What is an Argument Constraint?
A rule in a YAML policy that restricts the value of a tool call argument. Argument constraints can enforce regex patterns, allowed enumerations, numeric ranges, string length limits, and required or forbidden checks — validating inputs before they reach the MCP server.
WHY IT MATTERS
Allowing or denying a tool call at the tool level is coarse-grained. The real danger often lies in the arguments — not the tool itself. A write_file tool is safe when writing to /tmp/ but dangerous when writing to /etc/. A transfer tool is fine for small amounts but catastrophic for large ones. Argument constraints let policies express these nuances.
Without argument validation, a policy that allows execute_query has no control over whether the query is SELECT * FROM users or DROP TABLE users. Argument constraints close this gap — checking parameter values against rules before the call reaches the server.

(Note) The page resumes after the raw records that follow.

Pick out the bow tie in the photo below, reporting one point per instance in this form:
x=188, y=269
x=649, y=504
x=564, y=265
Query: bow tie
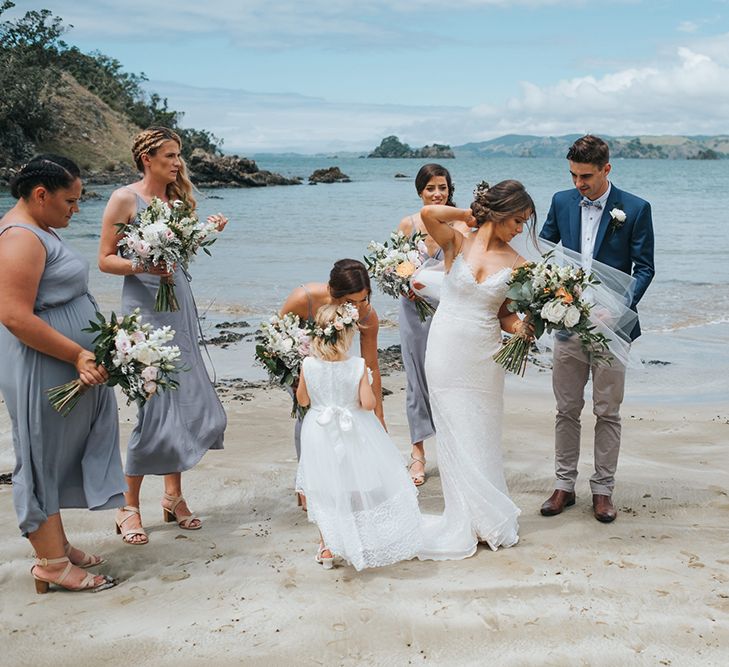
x=587, y=203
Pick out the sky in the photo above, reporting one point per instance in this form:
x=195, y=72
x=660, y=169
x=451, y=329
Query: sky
x=339, y=75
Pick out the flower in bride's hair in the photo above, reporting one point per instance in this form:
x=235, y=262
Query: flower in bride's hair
x=481, y=189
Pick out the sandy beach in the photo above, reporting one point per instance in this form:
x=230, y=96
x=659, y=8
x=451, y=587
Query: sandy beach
x=650, y=589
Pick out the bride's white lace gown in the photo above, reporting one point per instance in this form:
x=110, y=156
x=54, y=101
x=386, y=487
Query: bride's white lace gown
x=466, y=394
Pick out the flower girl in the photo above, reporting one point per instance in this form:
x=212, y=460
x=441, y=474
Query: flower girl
x=357, y=489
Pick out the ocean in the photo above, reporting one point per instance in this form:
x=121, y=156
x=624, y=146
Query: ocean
x=279, y=237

Argument constraints are the foundation of fine-grained policy enforcement. They transform binary allow/deny policies into rich, context-aware rules that can distinguish safe usage from dangerous usage of the same tool. This is where proxy-level governance becomes genuinely useful rather than merely restrictive.
HOW POLICYLAYER USES THIS
Intercept evaluates argument constraints defined in YAML policy files before forwarding tool calls. Each constraint specifies a parameter name and a validation rule — regex pattern, enum list, numeric range, string length, or required/forbidden status. Multiple constraints can be combined per tool, and all must pass for the call to be approved. Failed constraints are logged with the specific rule that was violated.